Dinner was delicious, easy, and rather attractive.  I do wish I'd remembered to photograph it.  It was also really inexpensive to make.  I made rigatoni with oven roasted grape tomatoes, basil, and Parmesan cheese.  The tomatoes were from my parents' garden, so they were free, and the basil was from my own little plant.  I tossed the tomatoes with olive oil, salt, and pepper and put them in a 400 degree oven while the rigatoni cooked.  When that was done, tomatoes and pasta were tossed, basil and Parmesan added, and dinner was done.  We had a mixed greens salad with strawberries on the side and some little biscuits from the Fresh Market, too.

Mr. Hungry and I had dinner at my parents' on Monday and I grabbed a pack of the Fresh Market's cheddar tea biscuits on my way.  They're maybe 1/4 the size of a regular biscuit.  We forgot to eat them with dinner on Monday, so I brought a few home.  They were really good, and very cute.  I suspect they'd be really tasty with a bit of apple jelly or peach preserves.  Another bread/bakery product worth buying from the Fresh Market.

Monday, September 6, 2010

Meatless for a Month

Mr. Hungry and I are going to try our best to eat meatless for a month, starting tomorrow, September 7th.  There are a few reasons for this.  For one thing, I wanted to challenge myself as a cook.  I know I can create pretty good meals using meat, but I'm less skilled at cooking vegetable and vegetarian dishes creatively.  Secondly, Mr. Hungry and I should probably be eating more vegetables than we do.  And Mr.
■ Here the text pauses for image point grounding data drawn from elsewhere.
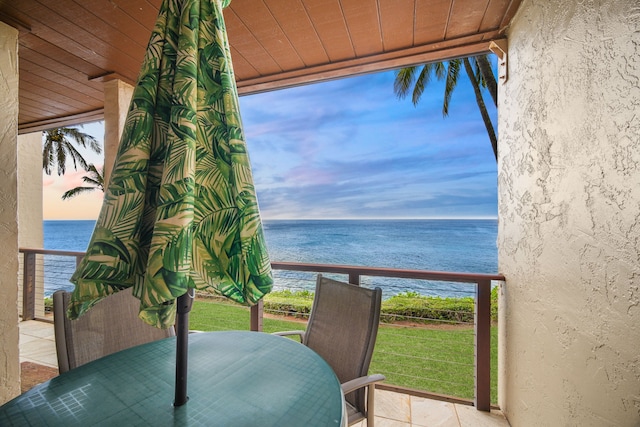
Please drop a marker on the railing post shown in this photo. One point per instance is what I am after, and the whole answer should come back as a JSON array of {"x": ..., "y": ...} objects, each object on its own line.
[
  {"x": 29, "y": 286},
  {"x": 354, "y": 278},
  {"x": 257, "y": 312},
  {"x": 482, "y": 399}
]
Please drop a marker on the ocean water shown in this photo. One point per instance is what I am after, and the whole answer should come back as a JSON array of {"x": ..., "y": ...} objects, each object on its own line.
[{"x": 444, "y": 245}]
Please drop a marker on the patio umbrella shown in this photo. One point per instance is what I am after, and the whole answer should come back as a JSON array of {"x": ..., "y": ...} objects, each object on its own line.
[{"x": 180, "y": 211}]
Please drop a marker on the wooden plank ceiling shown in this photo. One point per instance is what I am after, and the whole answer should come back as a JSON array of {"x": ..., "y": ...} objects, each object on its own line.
[{"x": 69, "y": 48}]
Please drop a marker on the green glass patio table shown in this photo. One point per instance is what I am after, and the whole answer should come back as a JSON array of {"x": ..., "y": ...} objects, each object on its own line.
[{"x": 236, "y": 378}]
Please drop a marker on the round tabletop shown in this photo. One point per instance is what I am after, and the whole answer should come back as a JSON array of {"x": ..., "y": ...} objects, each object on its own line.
[{"x": 235, "y": 378}]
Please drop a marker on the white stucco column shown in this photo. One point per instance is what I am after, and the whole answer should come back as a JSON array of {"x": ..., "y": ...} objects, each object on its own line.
[
  {"x": 9, "y": 332},
  {"x": 30, "y": 232},
  {"x": 117, "y": 97},
  {"x": 569, "y": 215}
]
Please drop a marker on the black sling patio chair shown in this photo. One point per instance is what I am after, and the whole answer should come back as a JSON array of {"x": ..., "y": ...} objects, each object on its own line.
[{"x": 342, "y": 329}]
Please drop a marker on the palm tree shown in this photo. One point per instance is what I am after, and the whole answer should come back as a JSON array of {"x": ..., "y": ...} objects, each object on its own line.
[
  {"x": 479, "y": 71},
  {"x": 58, "y": 148},
  {"x": 95, "y": 179}
]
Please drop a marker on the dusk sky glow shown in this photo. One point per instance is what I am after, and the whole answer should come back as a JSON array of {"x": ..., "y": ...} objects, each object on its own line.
[{"x": 349, "y": 149}]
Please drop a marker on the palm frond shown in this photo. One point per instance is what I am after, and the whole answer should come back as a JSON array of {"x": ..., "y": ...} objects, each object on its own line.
[
  {"x": 404, "y": 80},
  {"x": 453, "y": 71}
]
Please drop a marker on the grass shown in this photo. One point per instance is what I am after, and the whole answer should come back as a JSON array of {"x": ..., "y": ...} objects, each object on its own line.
[{"x": 437, "y": 359}]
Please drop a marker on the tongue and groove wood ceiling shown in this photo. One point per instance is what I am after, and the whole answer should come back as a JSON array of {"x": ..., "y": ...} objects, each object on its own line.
[{"x": 69, "y": 48}]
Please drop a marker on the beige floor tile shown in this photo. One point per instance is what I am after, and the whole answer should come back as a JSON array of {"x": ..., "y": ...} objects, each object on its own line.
[
  {"x": 470, "y": 417},
  {"x": 433, "y": 413},
  {"x": 37, "y": 329},
  {"x": 393, "y": 406},
  {"x": 42, "y": 351},
  {"x": 385, "y": 422}
]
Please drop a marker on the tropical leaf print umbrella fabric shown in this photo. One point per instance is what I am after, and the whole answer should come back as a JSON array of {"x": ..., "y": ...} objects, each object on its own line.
[{"x": 180, "y": 210}]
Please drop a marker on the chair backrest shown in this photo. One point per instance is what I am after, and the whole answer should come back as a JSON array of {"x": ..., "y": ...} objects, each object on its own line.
[
  {"x": 109, "y": 326},
  {"x": 342, "y": 328}
]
Hungry doesn't always like vegetables.  So this is a good way to try to introduce him to some new ones that he'll hopefully enjoy.

Breakfast, I'm expecting, will be easy.  Dinner shouldn't be too bad.  Lunch will be the hardest, at least for my husband, as he's a big sandwich eater.  I checked out Deborah Madison's bible of vegetarian cooking from the library, Vegetarian Cooking for Everyone, and am armed with some recipes from elsewhere, too.  Tonight, one last barbecue.